Iceland introduced compulsory education in 1907 for children aged 10 to 14, so Halldóra successfully applied for a position in northern Iceland as headmistress of a school in Akureyri, and became one of the first women to teach. She placed great emphasis on general education, drawing and needlework lessons for both boys and girls, as well as moral education; games and singing. She had a playground built at the school, set up a school library, and a workshop for knitting and sewing. The Christian faith played a central role in the lessons. An estimated 500 girls and women also attended her needlework courses during this time. She was the first educator in Iceland to hold teacher-parent meetings.

Her unusual way of running the school was often criticized, forcing Halldóra to quit as school administrator during the winter of 1918 but she lived in Akureyri until the autumn of 1922. She continued giving courses in sewing and weaving.

=== Politician ===
She was first on the women's list in the municipal elections in 1910 and 1921, and third on the women's list in the Althing elections in 1922 and 1926. She sat on the Akureyri city council and on the school board. In 1913 she was one of the founders of the Association for the Domestic Industry of Iceland, and in 1914 she initiated the establishment of an association for women in the north of the country. Halldóra was elected the first chairman of this association and remained so for a decade.

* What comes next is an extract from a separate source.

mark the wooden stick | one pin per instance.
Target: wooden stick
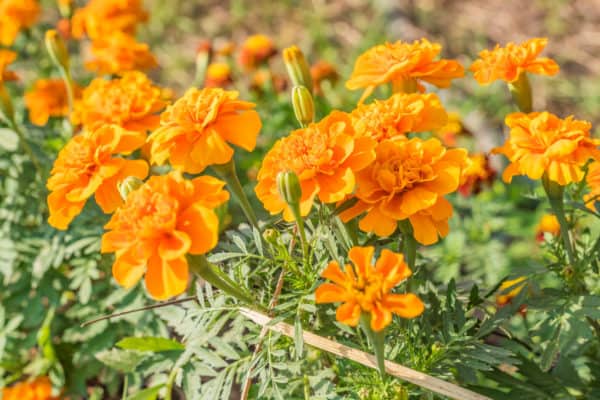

In 1922, Halldóra moved back to Reykjavík and became a part-time teacher in handicrafts at the Teachers' College in 1922–1930 and in the following years until 1957 she was a consultant to the domestic industry on behalf of Althing and the Búnaðarfélag (Farmers' Association). She gave seminars, organized exhibitions and competitions. For the exhibitions, she traveled to other Scandinavian countries as well as to the United States and Great Britain.

=== Author ===
In 1917, she founded the women's magazine Hlín (named after a Norse female deity), which she published for the next 44 years until publication ceased. Hlín was very popular and about 6.000 copies were published. In 1940 she moved back to the north of Iceland, bought a small farm, Móland in Glerárþorp, and in 1946 founded a handicraft school in Svalbarð near Eyjafjörður. She also wrote children's books, weaving books and embroidery.

In 1931, Halldóra received her country's chivalric award the Order of the Falcon, was an honorary member of the Farmers' Association and numerous other associations, some of which she had founded herself. In 1954, she sold her farm Móland and moved to a retirement home in Blönduós, but continued to keep in touch with many people by letter. On her 105th birthday, she gave this advice: "Read good books, talk to good people."

She donated her collection of handicraft accessories and weaving and knitting patterns to the Heimilisiðnaðarsafnið textile museum in Blönduós, where her pieces are on display in the Halldórustofa room. She gave other memorabilia and costumes to the Farmers' Association. Her legacy also included numerous books and her original writings.

=== Later years ===
Halldóra Bjarnadóttir, who remained unmarried, died 27 November 1981 at 108, the oldest woman in Iceland at the time, and was buried 5 December 1981 in Akureyri. In 1996, the Icelandic Post Office issued a stamp in her honor.